Re: How to use extract string with contains a certain pattern?

2019-09-03 Thread miran
> xmltree could handle it, so ... bug report please.

It is a known issue: 
[https://github.com/nim-lang/Nim/issues/1034](https://github.com/nim-lang/Nim/issues/1034)
 and 
[https://github.com/nim-lang/Nim/issues/11713](https://github.com/nim-lang/Nim/issues/11713)


Re: How to use extract string with contains a certain pattern?

2019-09-03 Thread Araq
Well the HTML is incorrect and should contain `&`, but xmltree could handle it, 
so ... bug report please.


Re: How to use extract string with contains a certain pattern?

2019-09-03 Thread anta40
I tried @filip and @SolitudeSF' solutions.

Both give the same result, which is slightly incorrect: 



https://instagram.fcgk12-1.fna.fbcdn.net/vp/ff6ac1dc7b428f4177e1d34989c82765/5E13D4FF/t51.2885-15/e35/p1080x1080/67664270_675154659649319_4991162461801475991_n.jpg?_nc_ht=instagram.fcgk12-1.fna.fbcdn.net_nc_cat=1


Run

When the URL is opened on browser, it gives you "URL signature mismatch"

The correct URL is: 



https://instagram.fcgk12-1.fna.fbcdn.net/vp/ff6ac1dc7b428f4177e1d34989c82765/5E13D4FF/t51.2885-15/e35/p1080x1080/67664270_675154659649319_4991162461801475991_n.jpg?_nc_ht=instagram.fcgk12-1.fna.fbcdn.net&_nc_cat=1


Run

Notice that there's a **&** after fna.fbcdn.net.
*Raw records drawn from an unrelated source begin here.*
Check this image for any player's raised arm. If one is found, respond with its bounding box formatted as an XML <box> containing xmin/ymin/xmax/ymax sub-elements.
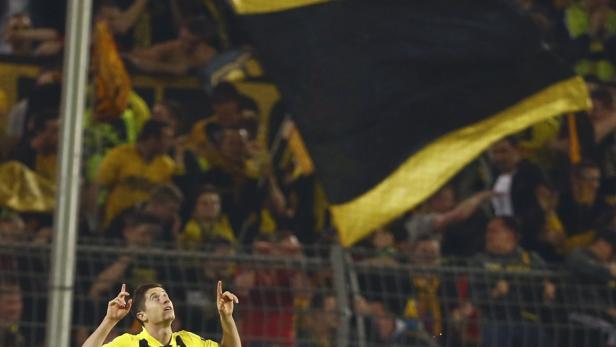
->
<box><xmin>82</xmin><ymin>284</ymin><xmax>133</xmax><ymax>347</ymax></box>
<box><xmin>216</xmin><ymin>281</ymin><xmax>242</xmax><ymax>347</ymax></box>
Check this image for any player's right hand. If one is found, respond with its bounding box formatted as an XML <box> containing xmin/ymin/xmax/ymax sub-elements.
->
<box><xmin>106</xmin><ymin>284</ymin><xmax>133</xmax><ymax>322</ymax></box>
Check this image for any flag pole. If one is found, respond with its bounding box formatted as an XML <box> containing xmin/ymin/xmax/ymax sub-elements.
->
<box><xmin>45</xmin><ymin>0</ymin><xmax>92</xmax><ymax>347</ymax></box>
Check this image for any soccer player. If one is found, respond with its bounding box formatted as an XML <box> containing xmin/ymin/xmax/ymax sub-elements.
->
<box><xmin>82</xmin><ymin>281</ymin><xmax>242</xmax><ymax>347</ymax></box>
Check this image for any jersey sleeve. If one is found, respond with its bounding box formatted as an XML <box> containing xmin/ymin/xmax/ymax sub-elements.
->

Maybe this is a xmltree bug?


Re: How to use extract string with contains a certain pattern?

2019-09-03 Thread SolitudeSF
this works


import httpclient, xmltree, htmlparser, strtabs
import nimquery

var client = newHttpClient()
var url = "https://www.instagram.com/p/B1oqkXKFlcD;
var htmlsrc = client.getContent(url)

let xml = parseHtml(htmlsrc)
let elements = xml.querySelectorAll("[property='og:image']")

for e in elements:
  echo e.attrs["content"]


Run


Re: How to use extract string with contains a certain pattern?

2019-09-03 Thread filip
Try this 


import httpClient
import xmltree
import htmlparser
import strtabs

var client = newHttpClient()
var url = "https://www.instagram.com/p/B1oqkXKFlcD;
var htmlsrc = client.getContent(url)

let xml = parseHtml(htmlsrc)
for meta in xml.findAll("meta"):
if meta.attrs.hasKey("property") and meta.attrs["property"] == 
"og:image":
echo "URL: ", meta.attrs["content"]


Run


Re: How to use extract string with contains a certain pattern?

2019-09-03 Thread anta40
OK. Another attempt:


import httpClient
import re
import xmltree
import htmlparser
import streams
import nimquery
import strutils

var client = newHttpClient()
var url = "https://www.instagram.com/p/B1oqkXKFlcD;
var htmlsrc = client.getContent(url)

let xml = parseHtml(newStringStream(htmlsrc))
let elements = xml.querySelectorAll("meta")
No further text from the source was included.